Recently back from the Eastern Canadian Championships for my sport has made me come to think about and analyze my performance. Not always do I end up with two gold medals but this time I did. Is there really anything to analyze from this performance. Absolutely.
Winning is a goal of mine but it isn’t the only goal. I think… what happens if I do win? What happens if I lose? If you are 100 per cent caught up on the outcome you may over analyze loses or miss the opportunity to learn how to improve upon a win thinking you did enough.
If you are breaking down your process and outcome after a win then you are on the right track. This post is for those people who did not compete as planned.
In the book Flow In Sports by Jackson & Csikszentmihalyi it says,
Some individuals learn to equate failure at a skill or activity with their own failure as a competent people. This is particularly evident in sport, where athletes are continually being evaluated on performance outcomes. When this becomes the main, or even only, source of feedback an athlete receives, he can come to view himself as “athlete” rather than as a person who take part in athletics. The consequences of failing in athletics then take on greater proportions, being intimately tied up with a sense of self-worth as a person.
This is exactly the case in my sport and indeed in many sports. It is one of the greatest challenges, overcoming a negative performance outcome. By overcome I don’t mean coming out unscathed because you shouldn’t. You should learn from each experience.

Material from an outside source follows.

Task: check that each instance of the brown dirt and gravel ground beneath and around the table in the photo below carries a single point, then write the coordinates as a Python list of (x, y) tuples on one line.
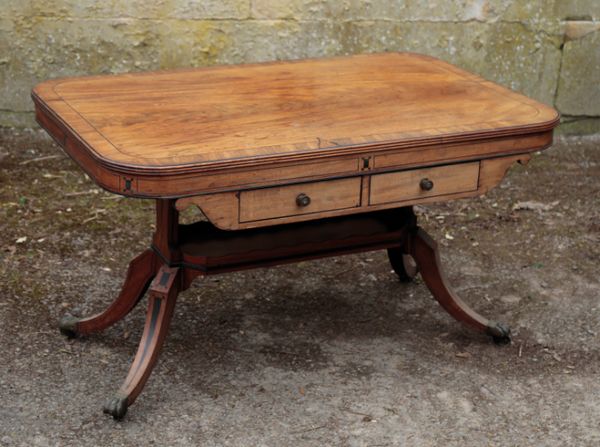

I know from experience though that it is hard to hold all of those thoughts inside. It is also very unproductive if you have no one to give you feedback on your performance and thoughts about it.
There is an answer and this is the Art Of Adaptation:
You must change your primary focus from achieving certain outcomes to creating opportunities for optimal performance. Basically, rather than focusing on the win you must be focused on doing your best. In short if you do your best that day that is all you can do.
Selecting goals and basing your performance against your earlier performance is one way to do this and it is much more realistic. This will also produce an improvement in your level of skill and have a better impact of your confidence.
To all those people coming back from the competition who understand. I feel yea!
Tell me about a recent performance in anything, your thought process before, during and after. What did you conclude? How do you focus on creating optimal performance and not focusing on outcomes? How do you stay in the moment?